The manufactures moved on well before Superbikes went to 1000cc. In the AMA Pro 750 SuperSport class Suzuki’s gsxr dominance basically killed that class for other manufactures. The Daytona in 1996 perfectly illustrated this when the GSXR 750 showed up that year. The paddock was all a buzz. Over the season all the other manufacturers and factory backed teams basically threw in their towels with their 750 SuperSport efforts, while several privateers soon changed their bikes to the GSXR. Over the years it basically turned into the Suzuki 750 cup class. I would also say that the Superbike 750 to 1000 displacement change was greatly influenced and motivated by the fact that the Suzuki 750 was so dominate and that the other manufacturers basically stopped any development on their own 750s and the gap in performance continued to grow in Suzuki’s favor. So what better way for the other manufacturers to try and even the playing field by pressing AMA Pro Racing to go with 1000cc Inline 4 displacement. How Kawasaki managed to hang on as well as they did and for how long they did with their outdated zx750 is nothing short of a small miracle.

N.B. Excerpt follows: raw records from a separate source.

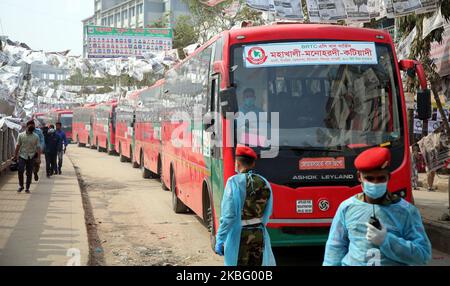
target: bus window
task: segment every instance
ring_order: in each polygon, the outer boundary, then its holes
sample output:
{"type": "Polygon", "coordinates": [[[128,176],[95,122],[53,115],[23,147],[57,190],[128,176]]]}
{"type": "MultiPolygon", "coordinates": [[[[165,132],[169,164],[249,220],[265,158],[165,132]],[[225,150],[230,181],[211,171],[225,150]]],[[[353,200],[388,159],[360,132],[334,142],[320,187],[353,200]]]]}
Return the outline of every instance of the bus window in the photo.
{"type": "Polygon", "coordinates": [[[247,68],[243,47],[233,52],[238,96],[254,88],[257,106],[263,109],[267,92],[273,93],[264,111],[279,114],[280,146],[373,146],[400,140],[399,87],[388,46],[376,45],[378,64],[247,68]]]}

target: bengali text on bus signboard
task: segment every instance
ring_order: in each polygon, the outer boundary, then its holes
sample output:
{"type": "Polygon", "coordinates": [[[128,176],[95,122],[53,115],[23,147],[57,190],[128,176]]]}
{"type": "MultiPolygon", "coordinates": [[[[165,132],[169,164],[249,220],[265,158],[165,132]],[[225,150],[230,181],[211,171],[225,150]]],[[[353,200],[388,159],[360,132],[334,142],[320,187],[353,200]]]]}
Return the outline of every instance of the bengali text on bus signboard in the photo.
{"type": "Polygon", "coordinates": [[[375,44],[371,42],[298,42],[249,45],[244,49],[244,60],[247,68],[378,64],[375,44]]]}

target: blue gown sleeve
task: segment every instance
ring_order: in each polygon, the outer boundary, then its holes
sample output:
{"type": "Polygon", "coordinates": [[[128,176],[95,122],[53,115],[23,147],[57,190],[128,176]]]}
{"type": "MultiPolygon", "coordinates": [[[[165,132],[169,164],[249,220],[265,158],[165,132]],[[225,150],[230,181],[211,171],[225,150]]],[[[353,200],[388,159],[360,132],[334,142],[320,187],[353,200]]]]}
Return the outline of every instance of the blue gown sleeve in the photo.
{"type": "Polygon", "coordinates": [[[325,247],[323,266],[341,266],[342,260],[348,253],[349,243],[344,211],[340,206],[331,225],[330,235],[325,247]]]}
{"type": "Polygon", "coordinates": [[[230,179],[225,187],[225,191],[222,199],[220,226],[217,231],[216,244],[225,243],[225,239],[233,227],[236,221],[236,212],[234,206],[233,190],[236,189],[236,185],[232,179],[230,179]]]}
{"type": "Polygon", "coordinates": [[[380,250],[388,258],[406,265],[426,265],[431,260],[431,243],[416,207],[410,208],[404,237],[388,232],[380,250]]]}

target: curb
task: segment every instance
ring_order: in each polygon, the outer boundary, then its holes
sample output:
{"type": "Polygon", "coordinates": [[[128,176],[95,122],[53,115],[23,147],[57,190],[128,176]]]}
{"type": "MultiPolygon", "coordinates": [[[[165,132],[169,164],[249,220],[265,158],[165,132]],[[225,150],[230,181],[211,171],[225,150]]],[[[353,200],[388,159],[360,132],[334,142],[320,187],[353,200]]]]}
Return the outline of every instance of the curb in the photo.
{"type": "Polygon", "coordinates": [[[423,220],[423,225],[432,248],[450,255],[450,226],[427,219],[423,220]]]}

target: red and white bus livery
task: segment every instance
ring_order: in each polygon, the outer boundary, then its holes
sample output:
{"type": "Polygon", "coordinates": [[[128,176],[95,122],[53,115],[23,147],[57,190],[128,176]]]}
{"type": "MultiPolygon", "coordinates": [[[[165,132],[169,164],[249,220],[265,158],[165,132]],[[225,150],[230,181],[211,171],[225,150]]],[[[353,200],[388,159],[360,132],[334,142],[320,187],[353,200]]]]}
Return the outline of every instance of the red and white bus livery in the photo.
{"type": "Polygon", "coordinates": [[[79,147],[90,145],[93,148],[95,146],[93,143],[95,106],[96,104],[88,104],[73,110],[72,136],[79,147]]]}
{"type": "Polygon", "coordinates": [[[117,101],[100,103],[94,112],[94,142],[99,152],[115,153],[117,101]]]}
{"type": "Polygon", "coordinates": [[[161,175],[173,209],[195,212],[213,238],[239,143],[255,148],[272,185],[274,246],[325,243],[341,202],[361,192],[353,162],[372,146],[391,149],[389,191],[412,201],[400,69],[415,69],[426,89],[422,66],[399,62],[380,30],[293,24],[214,37],[165,78],[161,175]],[[180,113],[188,119],[174,120],[180,113]]]}
{"type": "Polygon", "coordinates": [[[139,93],[136,109],[134,162],[143,178],[156,178],[161,174],[161,120],[164,81],[139,93]]]}

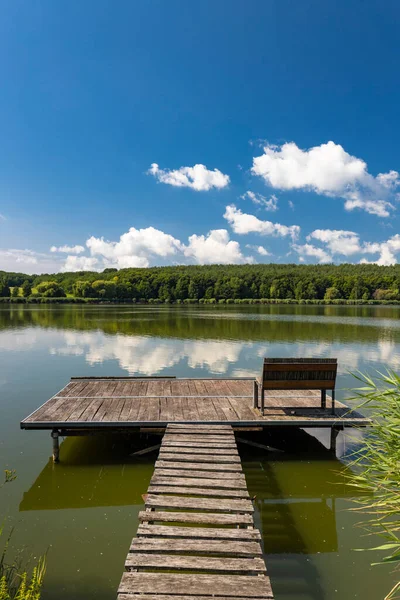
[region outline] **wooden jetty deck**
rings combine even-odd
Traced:
[[[336,402],[321,408],[317,390],[274,390],[264,414],[254,408],[251,378],[72,378],[21,422],[22,429],[56,429],[62,435],[89,429],[166,427],[168,423],[237,427],[354,427],[370,423]]]
[[[118,600],[272,599],[230,425],[169,424]]]

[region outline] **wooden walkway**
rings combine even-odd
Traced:
[[[271,599],[230,425],[170,424],[118,600]]]
[[[321,409],[319,391],[274,390],[265,412],[253,406],[253,379],[72,378],[21,422],[22,429],[127,429],[171,422],[242,427],[363,426],[369,420],[341,402],[335,414]],[[329,403],[328,403],[329,404]]]

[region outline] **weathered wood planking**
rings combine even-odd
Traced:
[[[213,454],[217,427],[195,428],[167,427],[118,600],[273,597],[233,430],[223,428],[230,447]],[[193,438],[208,452],[182,453],[182,446],[171,452],[167,445]]]
[[[208,423],[332,427],[369,425],[356,411],[337,402],[335,415],[320,408],[315,390],[274,390],[266,395],[264,415],[253,407],[251,379],[98,378],[73,379],[21,422],[23,429],[63,430],[150,427],[174,424],[172,434],[199,436]],[[193,430],[193,424],[198,429]],[[178,431],[179,430],[179,431]],[[182,430],[182,431],[180,431]]]

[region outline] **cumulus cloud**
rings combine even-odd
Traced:
[[[65,252],[65,254],[81,254],[85,251],[83,246],[52,246],[50,252]]]
[[[316,258],[321,264],[332,262],[332,256],[330,256],[323,248],[317,248],[312,244],[293,244],[293,250],[297,252],[301,262],[304,262],[305,257]]]
[[[154,257],[166,258],[182,251],[182,243],[172,235],[154,227],[131,227],[118,242],[91,237],[86,246],[93,257],[101,257],[109,266],[118,268],[148,267]]]
[[[249,199],[251,200],[254,204],[257,204],[258,206],[262,206],[263,208],[265,208],[265,210],[274,212],[276,210],[278,210],[278,198],[275,196],[275,194],[272,194],[272,196],[270,196],[270,198],[266,198],[265,196],[262,196],[261,194],[256,194],[255,192],[251,192],[250,190],[248,190],[247,192],[245,192],[243,194],[243,196],[240,196],[243,200]]]
[[[272,256],[271,252],[268,252],[264,246],[252,246],[251,244],[246,244],[246,248],[258,252],[258,254],[261,254],[261,256]]]
[[[354,231],[341,229],[315,229],[307,236],[307,241],[319,241],[324,244],[323,248],[312,244],[293,245],[293,249],[299,254],[300,261],[305,257],[315,257],[319,262],[330,262],[332,256],[353,256],[355,254],[379,254],[376,260],[362,258],[360,263],[374,263],[382,266],[397,264],[397,255],[400,253],[400,235],[396,234],[384,242],[363,242]]]
[[[65,259],[61,271],[102,271],[103,269],[104,265],[102,265],[97,258],[92,256],[69,255]]]
[[[231,225],[233,231],[238,234],[259,233],[261,235],[275,235],[292,239],[298,237],[300,227],[298,225],[281,225],[271,221],[262,221],[255,215],[243,213],[234,204],[226,207],[224,218]]]
[[[367,259],[361,259],[361,263],[373,262],[381,266],[390,266],[397,264],[396,255],[400,254],[400,235],[397,233],[393,237],[381,243],[367,243],[364,245],[364,252],[370,254],[379,253],[379,258],[375,261],[368,261]]]
[[[229,175],[224,175],[218,169],[211,171],[201,164],[170,170],[160,169],[157,163],[153,163],[147,172],[161,183],[175,187],[188,187],[197,192],[207,192],[212,188],[221,189],[229,185],[230,181]]]
[[[264,153],[253,158],[252,173],[275,189],[341,197],[346,210],[359,208],[380,217],[389,215],[390,200],[400,184],[397,171],[373,177],[362,159],[332,141],[309,150],[294,142],[266,145]]]
[[[333,254],[350,256],[362,251],[359,235],[354,231],[316,229],[307,236],[307,241],[311,240],[323,242]]]
[[[226,229],[214,229],[207,236],[191,235],[184,255],[202,265],[254,262],[252,257],[243,256],[239,243],[229,239]]]

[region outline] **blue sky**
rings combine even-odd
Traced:
[[[392,0],[3,3],[0,269],[399,261],[399,28]]]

I still can’t believe EBoz won at Road America on that thing. He was wringing the neck on it for all it was worth. Probably one of the best races he’s ever raced. IIRC he was also racing in the 750 SS class as well. Dude was on it that weekend. Pike Peak wasn’t as big as a surprise on these tight technical track but RA is a horsepower track. Just crazy thinking back on it again now.
ritchie ate all the crayons, you can’t draw yourself a map to get at me so I ain’t skeered at all. The end.
https://www.motorcycle.com/mini-features/hondas-next-superbike-will-be-called-the-cbr1000rr-r.html an RR-R trademark application was filed.
Man, I went back and tried to find the pictures of the pirate bike from over a decade ago and all the links are broken.